Protesto da saúde termina depois de 12 hora no Recife

Postado em 13 de Fevereiro de 2020

Por Diario de Pernambuco

 

Depois de 12 horas, o protesto organizado pelo Sindicato dos Auxiliares Técnicos de Enfermagem de Pernambuco (Satenpe) com servidores das unidades de saúde estaduais foi encerrado, liberando as vias da Avenida Agamenon Magalhães. Os profissionais foram retirados do local após confronto com o Batalhão de Choque, por volta das 20h. O presidente do sindicato foi detido e levado para a Central de Flagrantes. O grupo chegou à via por volta das 8h30 e instalou barracas de acampamento no local. O trânsito ficou comprometido ao longo de todo o dia, no Recife, em função da paralisação.

A mobilização articulada pelo Satenpe marcou o 14º dia de greve da categoria e perdurou até as 20h14. Os organizadores prometeram acampar e ficar 24 horas na avenida, principal via de deslocamento. O presidente do Satenpe, Francis Hebert, chegou a prometer bloqueio até encerrada a negociação com o governo. “Vamos acampar aqui por 24 horas, até que o governo nos dê pontos positivos de nossa pauta, ou venha com trator e polícia nos tirar à força”, comentou, pela manhã.

O desembargador do Tribunal de Justiça de Pernambuco (TJPE) Evandro Magalhães Melo determinou, na noite desta quarta, o retorno imediato ao trabalho dos servidores da saúde em greve desde 30 de janeiro.  A decisão, dirigida ao Sindicato dos Enfermeiros do Estado de Pernambuco (Seepe) e ao Satenpe, também proibiu o bloqueio de via pública, como a Avenida Agamenon Magalhães.

Em nota, a Procuradoria Geral do Estado de Pernambuco informou que a  liminar atendeu a pedido apresentado pela  PGE-PE e que em caso de descumprimento da determinação judicial, os sindicatos serão multados em R$ 30 mil por dia.

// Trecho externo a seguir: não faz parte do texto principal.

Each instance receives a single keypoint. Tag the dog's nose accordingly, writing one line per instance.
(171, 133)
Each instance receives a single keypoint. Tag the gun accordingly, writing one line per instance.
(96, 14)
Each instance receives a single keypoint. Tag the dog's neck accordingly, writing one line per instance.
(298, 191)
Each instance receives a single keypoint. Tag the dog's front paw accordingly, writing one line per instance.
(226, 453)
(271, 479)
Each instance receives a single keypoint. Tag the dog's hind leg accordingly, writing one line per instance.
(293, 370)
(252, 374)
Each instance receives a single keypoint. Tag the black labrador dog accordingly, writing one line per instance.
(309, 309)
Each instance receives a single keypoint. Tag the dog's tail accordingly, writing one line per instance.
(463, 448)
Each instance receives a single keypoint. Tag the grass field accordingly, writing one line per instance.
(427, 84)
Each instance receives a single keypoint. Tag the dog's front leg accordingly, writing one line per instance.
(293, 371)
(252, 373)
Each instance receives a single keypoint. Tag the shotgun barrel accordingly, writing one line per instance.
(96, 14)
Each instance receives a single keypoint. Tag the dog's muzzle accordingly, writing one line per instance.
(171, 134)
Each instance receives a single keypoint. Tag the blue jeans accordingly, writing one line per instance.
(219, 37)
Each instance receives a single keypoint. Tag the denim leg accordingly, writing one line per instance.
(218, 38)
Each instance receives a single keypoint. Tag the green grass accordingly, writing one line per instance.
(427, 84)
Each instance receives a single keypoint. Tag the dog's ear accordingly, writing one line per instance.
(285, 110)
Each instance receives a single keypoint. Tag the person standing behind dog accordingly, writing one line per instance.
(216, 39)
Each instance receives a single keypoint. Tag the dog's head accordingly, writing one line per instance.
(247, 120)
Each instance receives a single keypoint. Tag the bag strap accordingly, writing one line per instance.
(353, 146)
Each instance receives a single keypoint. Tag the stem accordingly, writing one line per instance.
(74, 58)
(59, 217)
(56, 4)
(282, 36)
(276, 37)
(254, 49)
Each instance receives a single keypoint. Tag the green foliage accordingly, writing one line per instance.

A decisão contou com o apoio da Polícia Militar. No fim da noite desta quarta, o Batalhão de Choque cumprindo ordens da Justiça ameaçou retirar os servidores, que estavam com barracas de acampamento na Agamenon Magalhães, entre a Praça do Derby e o Parque Amorim. A polícia deu três minutos para que todos saíssem, sob pena de uso da força. Os manifestantes foram para a calçada do Hospital da Restauração (HR) e evitaram confronto, justificando que 95% deles eram mulheres.

Entretanto, regressaram e fecharam a via local, em frente ao hospital. O Batalhão Choque chegou a lançar bombas contra os manifestantes. Nesse momento, o presidente do sindicato foi detido. O filho dele, Vitor Hebert, foi agredido por cinco policiais. “Eu estava abraçando meu pai e apaguei porque fecharam a minha glote”, disse Vitor. No meio da confusão, uma mulher que andava pela calçada passou mal e precisou ser socorrida para o HR. 

A categoria diz tentar negociar há seis meses com o governo. Eles tem uma pauta de reivindicação que inclui melhorias salariais e outros direitos. Os trabalhadores, oriundos de vários hospitais estaduais, reivindicam reposição dos salários baseada nos últimos 10 anos de inflação, isonomia salarial, adicional noturno, insalubridade, quinquênio e atualização do Plano de Cargos, Carreiras e Vencimentos (PCCV). No fim da tarde, uma comissão dos trabalhadores foi recebida por representantes da Secretaria Estadual de Saúde (SES-PE) e da Secretaria de Administração (SAD) de Pernambuco. Os pontos da pauta ficaram de ser discutidos novamente no segundo semestre. Nesta quinta-feira (13), a categoria voltará a se reunir no estacionamento do HR, por volta das 7h, para definir os próximos passos do movimento.